Will menggeleng. "Aku akan menyusul nanti. Ada sesuatu yang harus kubereskan." Aku merasakan déjà vu. Suasana ini terasa seperti malam itu, sebelum bencana di Homecoming Party.
Hanya saja sekarang lebih serius, batinku ketika aku melihat sekitar selusin wanita dan pria berperawakan seperti polisi di film action dengan pakaian hitam-hitam—para malaikat iblis—memberi salam pada Will.
Will mengangguk pada mereka, lalu menjelaskan padaku, mereka akan berjaga tanpa mengusikku. Sehingga aku hanya perlu menikmati waktuku dengan Lizzie, hingga Will datang menjemput. Aku tak tahan lagi.
"Will, sebenarnya apa yang sedang terjadi?" tuntutku cemas. Salah satu kebiasaan buruk Will adalah ia terbiasa menutup segala masalah dan menanganinya sendiri.
Will menatapku lekat-lekat, menimbang penuh perhitungan. "Kalau aku memberitahumu, berjanjilah kau tak akan meninggalkan gedung ini." Akhirnya ia berkata.
Aku langsung mengangguk, namun Will tampak tak percaya.
"Aku tahu sifatmu Isabelle, kau tak pernah menurut."
"Aku bersungguh-sungguh kali ini," tekadku. Aku menyadari keterlibatanku bisa semakin merugikan Will.
Sorot mata abu-abu itu menginvasiku, mencari tanda-tanda kebohongan. Hingga ia yakin dan mengungkapkan, "Singkatnya, seorang Demons memberi laporan Moorson sedang menuju lokasi dimana Mansionmu berada."
Hentakan kuat seolah menghantam rusukku. "Mom," seruku, spontan.

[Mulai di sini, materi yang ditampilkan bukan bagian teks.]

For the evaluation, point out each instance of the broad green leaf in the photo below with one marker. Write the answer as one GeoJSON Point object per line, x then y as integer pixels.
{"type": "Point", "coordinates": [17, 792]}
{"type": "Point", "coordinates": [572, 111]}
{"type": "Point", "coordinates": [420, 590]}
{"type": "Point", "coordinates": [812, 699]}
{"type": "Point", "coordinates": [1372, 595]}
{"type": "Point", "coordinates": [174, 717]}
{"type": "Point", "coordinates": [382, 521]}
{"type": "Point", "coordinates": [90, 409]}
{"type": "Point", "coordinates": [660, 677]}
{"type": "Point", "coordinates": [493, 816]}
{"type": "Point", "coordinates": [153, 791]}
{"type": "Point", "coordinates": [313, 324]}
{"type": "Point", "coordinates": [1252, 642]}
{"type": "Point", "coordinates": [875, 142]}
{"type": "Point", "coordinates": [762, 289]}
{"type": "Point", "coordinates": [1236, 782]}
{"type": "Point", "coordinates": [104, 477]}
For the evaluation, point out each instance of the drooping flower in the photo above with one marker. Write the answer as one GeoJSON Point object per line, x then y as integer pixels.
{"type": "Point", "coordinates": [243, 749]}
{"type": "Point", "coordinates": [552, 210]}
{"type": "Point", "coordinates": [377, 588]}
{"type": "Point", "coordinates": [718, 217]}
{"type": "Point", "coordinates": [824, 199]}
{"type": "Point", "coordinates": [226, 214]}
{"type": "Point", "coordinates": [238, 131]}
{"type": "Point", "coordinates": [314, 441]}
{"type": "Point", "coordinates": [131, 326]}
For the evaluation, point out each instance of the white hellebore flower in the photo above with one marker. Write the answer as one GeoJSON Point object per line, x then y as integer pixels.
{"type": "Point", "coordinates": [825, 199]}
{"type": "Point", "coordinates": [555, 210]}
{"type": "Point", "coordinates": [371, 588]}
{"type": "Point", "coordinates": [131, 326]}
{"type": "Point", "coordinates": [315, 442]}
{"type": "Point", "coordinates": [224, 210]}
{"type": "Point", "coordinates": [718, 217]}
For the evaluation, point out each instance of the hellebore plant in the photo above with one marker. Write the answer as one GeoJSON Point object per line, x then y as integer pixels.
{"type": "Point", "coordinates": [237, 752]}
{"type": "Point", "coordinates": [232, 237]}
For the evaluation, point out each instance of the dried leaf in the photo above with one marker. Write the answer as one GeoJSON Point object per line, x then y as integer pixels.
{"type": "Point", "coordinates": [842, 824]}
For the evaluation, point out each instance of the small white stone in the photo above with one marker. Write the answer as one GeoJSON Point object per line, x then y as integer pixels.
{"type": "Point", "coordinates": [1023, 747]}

Will langsung menarikku kedalam pelukannya, tak peduli selusin pasang mata sedang menatap kami terkejut. "Aku tahu," bisiknya. "Karena itulah aku akan kesana sendiri, sekaligus memberi pelajaran pada penyihir itu." Will melanjutkan dengan geram.
Will melepaskan pelukannya, aku menatapnya dengan mata berkaca-kaca. Tiba-tiba Will tersenyum miring. "Jangan khawatir. Kau lupa siapa aku? "
Aku mendesah tak percaya, bisanya orang ini tetap bersikap arogan ditengah situasi begini.
"Dan kumohon, kali ini turuti kata-kataku, Isabelle." Will memperingatkan sekali lagi. Aku mengangguk meyakinkan, bertekad memenuhi ucapanku.
Will mengecup keningku lama, sejenak menangkan dentum jantungku, sebelum ia menuruni undakan. Namun, melihat punggungnya yang menjauh, kegelisahanku mulai memuncak lagi.
"Will," panggilku. "Berjanjilah padaku kau akan kembali."
"Sebelum kau selesai bergossip, aku sudah kembali menjemputmu," balasnya, sungguh-sungguh.
Aku memaksakan senyuman sebagai balasan, tetapi tak bertahan lama. Senyumku langsung memudar begitu Will tak tampak lagi. Aku hanya berharap kegelisahanku ini sekedar hal konyol. Tidak ada siapapun yang bisa mencelakakan Will kan? Aku seharusnya belajar mengkhawatirkan diriku sendiri.